Season of the Assassin: The First Step in Vinnie Paz’s Emotional, Political, and Social Maturation

Sicilian-American rapper Vincenzo Luvineri (better known as Vinnie Paz) is often regarded as the angriest man in all of rap. Needless to say, Vinnie has earned this title quite understandably given his violent lyrics and heavily political themes throughout his 20+ year musical career. Starting off as a member of the Philly based underground hip hop duo Jedi Mind Tricks, Vinnie quickly gained a reputation as a musical outsider with his conspiracy theory-ridden album The Psycho-Social, Chemical, Biological, And Electro-Magnetic Manipulation of Human Consciousness. This reputation was only confirmed throughout the next decade of lyrical bravado, political frustrations, and personal lamentation that characterized his next six albums with Jedi Mind Tricks.

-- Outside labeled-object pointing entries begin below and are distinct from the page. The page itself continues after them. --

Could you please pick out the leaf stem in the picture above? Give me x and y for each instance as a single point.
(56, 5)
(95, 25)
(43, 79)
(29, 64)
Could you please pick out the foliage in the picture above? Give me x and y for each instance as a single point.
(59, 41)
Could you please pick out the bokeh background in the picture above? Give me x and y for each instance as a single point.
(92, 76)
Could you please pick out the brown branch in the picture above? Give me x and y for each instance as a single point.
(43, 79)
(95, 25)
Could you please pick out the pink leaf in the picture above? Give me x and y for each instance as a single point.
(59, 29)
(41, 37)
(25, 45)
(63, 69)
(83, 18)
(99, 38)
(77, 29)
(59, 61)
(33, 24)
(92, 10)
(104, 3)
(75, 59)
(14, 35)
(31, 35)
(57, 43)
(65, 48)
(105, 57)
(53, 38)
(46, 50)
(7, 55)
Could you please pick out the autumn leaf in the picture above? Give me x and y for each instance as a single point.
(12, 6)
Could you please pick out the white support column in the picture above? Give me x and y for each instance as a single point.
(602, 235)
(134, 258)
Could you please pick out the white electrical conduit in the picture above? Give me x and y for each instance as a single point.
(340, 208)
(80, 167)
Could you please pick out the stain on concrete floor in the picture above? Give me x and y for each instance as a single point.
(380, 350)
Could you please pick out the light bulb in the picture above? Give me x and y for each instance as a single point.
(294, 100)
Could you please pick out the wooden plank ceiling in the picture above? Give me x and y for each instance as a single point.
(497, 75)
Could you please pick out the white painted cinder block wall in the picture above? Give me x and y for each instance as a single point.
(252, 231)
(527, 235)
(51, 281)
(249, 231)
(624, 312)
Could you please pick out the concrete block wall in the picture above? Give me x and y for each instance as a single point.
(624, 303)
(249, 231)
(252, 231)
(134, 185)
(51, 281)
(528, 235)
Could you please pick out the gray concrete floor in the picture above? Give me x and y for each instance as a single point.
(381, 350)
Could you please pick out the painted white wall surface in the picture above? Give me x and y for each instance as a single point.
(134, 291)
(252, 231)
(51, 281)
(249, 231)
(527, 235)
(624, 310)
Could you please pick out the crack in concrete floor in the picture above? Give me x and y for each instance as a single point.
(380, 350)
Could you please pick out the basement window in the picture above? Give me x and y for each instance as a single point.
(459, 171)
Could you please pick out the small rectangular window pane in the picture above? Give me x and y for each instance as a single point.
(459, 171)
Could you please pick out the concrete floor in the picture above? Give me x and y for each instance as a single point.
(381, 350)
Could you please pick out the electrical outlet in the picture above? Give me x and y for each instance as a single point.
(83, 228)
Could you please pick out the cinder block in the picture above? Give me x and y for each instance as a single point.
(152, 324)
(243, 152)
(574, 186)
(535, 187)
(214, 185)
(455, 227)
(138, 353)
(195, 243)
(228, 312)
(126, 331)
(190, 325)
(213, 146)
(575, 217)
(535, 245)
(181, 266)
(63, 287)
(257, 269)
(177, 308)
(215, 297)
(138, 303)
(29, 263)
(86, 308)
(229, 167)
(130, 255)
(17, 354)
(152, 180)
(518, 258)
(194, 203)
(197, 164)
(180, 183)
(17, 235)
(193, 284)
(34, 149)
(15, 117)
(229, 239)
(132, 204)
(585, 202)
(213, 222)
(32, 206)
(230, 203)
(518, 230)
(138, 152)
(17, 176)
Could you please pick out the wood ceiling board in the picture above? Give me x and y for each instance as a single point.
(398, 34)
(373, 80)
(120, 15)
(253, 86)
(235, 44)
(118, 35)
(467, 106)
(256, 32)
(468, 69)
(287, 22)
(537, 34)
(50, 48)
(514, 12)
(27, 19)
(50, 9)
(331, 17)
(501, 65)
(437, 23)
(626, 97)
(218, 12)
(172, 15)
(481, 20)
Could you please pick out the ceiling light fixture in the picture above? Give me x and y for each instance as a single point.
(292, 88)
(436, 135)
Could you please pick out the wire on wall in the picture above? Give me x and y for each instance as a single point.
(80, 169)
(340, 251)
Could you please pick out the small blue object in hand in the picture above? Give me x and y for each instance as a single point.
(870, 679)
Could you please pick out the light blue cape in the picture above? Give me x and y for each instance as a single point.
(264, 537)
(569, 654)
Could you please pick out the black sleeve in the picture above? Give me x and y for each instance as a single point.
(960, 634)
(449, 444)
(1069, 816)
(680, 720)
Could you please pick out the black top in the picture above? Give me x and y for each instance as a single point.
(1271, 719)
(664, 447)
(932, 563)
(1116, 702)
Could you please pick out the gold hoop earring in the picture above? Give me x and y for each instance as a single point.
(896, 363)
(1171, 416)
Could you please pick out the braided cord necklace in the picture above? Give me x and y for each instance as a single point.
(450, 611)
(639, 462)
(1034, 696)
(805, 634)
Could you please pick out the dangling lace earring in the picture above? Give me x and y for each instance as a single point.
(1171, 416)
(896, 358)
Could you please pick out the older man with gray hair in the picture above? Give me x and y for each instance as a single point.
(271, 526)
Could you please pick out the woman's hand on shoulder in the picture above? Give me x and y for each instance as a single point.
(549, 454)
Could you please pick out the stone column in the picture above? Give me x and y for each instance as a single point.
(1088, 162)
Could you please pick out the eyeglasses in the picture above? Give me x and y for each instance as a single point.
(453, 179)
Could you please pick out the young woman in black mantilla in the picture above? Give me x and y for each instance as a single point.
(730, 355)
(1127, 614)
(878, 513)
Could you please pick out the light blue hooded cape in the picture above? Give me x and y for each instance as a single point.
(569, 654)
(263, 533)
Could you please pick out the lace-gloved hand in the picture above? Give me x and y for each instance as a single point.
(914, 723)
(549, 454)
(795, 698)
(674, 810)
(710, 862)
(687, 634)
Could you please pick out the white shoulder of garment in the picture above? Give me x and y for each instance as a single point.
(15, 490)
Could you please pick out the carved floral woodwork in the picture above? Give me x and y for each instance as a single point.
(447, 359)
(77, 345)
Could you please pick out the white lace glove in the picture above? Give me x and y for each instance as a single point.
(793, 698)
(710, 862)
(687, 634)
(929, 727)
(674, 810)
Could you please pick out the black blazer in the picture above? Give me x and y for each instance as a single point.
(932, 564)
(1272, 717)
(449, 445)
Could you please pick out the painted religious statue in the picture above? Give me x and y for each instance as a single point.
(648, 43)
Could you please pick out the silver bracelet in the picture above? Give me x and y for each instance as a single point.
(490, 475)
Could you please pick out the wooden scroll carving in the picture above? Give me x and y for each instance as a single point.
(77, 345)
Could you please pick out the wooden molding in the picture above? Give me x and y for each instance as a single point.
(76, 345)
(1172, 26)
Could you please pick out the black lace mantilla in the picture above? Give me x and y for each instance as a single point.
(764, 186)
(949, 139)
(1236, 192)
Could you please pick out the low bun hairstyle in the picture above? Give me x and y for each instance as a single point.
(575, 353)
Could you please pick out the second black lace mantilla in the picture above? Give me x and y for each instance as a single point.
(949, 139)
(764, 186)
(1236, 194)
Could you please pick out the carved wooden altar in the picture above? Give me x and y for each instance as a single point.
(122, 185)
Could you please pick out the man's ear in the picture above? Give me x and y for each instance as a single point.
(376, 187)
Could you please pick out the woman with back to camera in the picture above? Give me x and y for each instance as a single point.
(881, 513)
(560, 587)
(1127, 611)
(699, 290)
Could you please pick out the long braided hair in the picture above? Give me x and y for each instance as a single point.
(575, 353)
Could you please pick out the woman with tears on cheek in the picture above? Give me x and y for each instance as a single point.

Even a quick glance over the tracks from albums like A History of Violence and Legacy of Blood is enough to confirm these speculations, with lyrics like “I’m a warmonger I never explore passively” and “The bullets splatter through your spleen and guts” examples of some of the milder and less profane lyrics you are likely to come across in these works. These somewhat childish outbursts of violence and lyrical arrogance (“If it’s coming from my jaw then it’s pure anger”) may have very well been due to Vinnie’s own experiences with depression and suicidal thoughts, highlighted by his underground classic Razorblade Salvation, wherein he addresses a formal apology to his mother for writing a letter to her describing his planned suicide.

As seemingly immature as Vinnie’s lyricism was throughout much of his early work, his debut solo album Season of the Assassin represents a level of musical growth that had been formerly lacking. What’s miraculous is that the album is just as politically charged and audibly frustrated as even his earliest albums with Jedi Mind Tricks. The single End of Days begins samples a speech describing “the chasm between what we’re told is going on and what is really going on” to set the stage for a track that enumerates a long list of political and economic conspiracy theories. Similarly, the truly Vinnie-esque theme of lyrical violence is conserved in tracks like Bad Day, Nosebleed, and Washed in the Blood of the Lamb which are filled with explicit physical threats and lavish self-praise. But despite this continuity with older works, what sets apart Season of the Assassin is Vinnie’s ability to branch out to the subtleties of human emotion rather than the one-dimensional barrage of rage and confusion that was a hallmark of his early musical career. In Keep Movin’ On Vinnie pairs with a somber-sounding Shara Worden to deliver a true masterpiece that empathizes with the plight of factory workers and war veterans who have lost their jobs and are left with no support for their families. For once Vinnie chooses to put aside his penchant for controversial political conspiracies and address the empirical realities of the world from which he came. In a similar showcase of sensitivity, Vinnie delivers a heartwarming dedication to his step father in his rather uncharacteristic track, Same Story. Here, Vinnie expresses his utmost respect for his step father’s treatment of Vinnie’s mother and exhibits an unprecedented level of lyrical sorrow (“I was nervous, I was crying and really distraught”) at his step father’s poignant early death. Tracks like these are perhaps symbolic of a new, post-Jedi Mind Tricks Vinnie Paz who, through his rap, has risen to higher levels of lyrical maturity and has found greater control over the more nuanced elements of human emotion.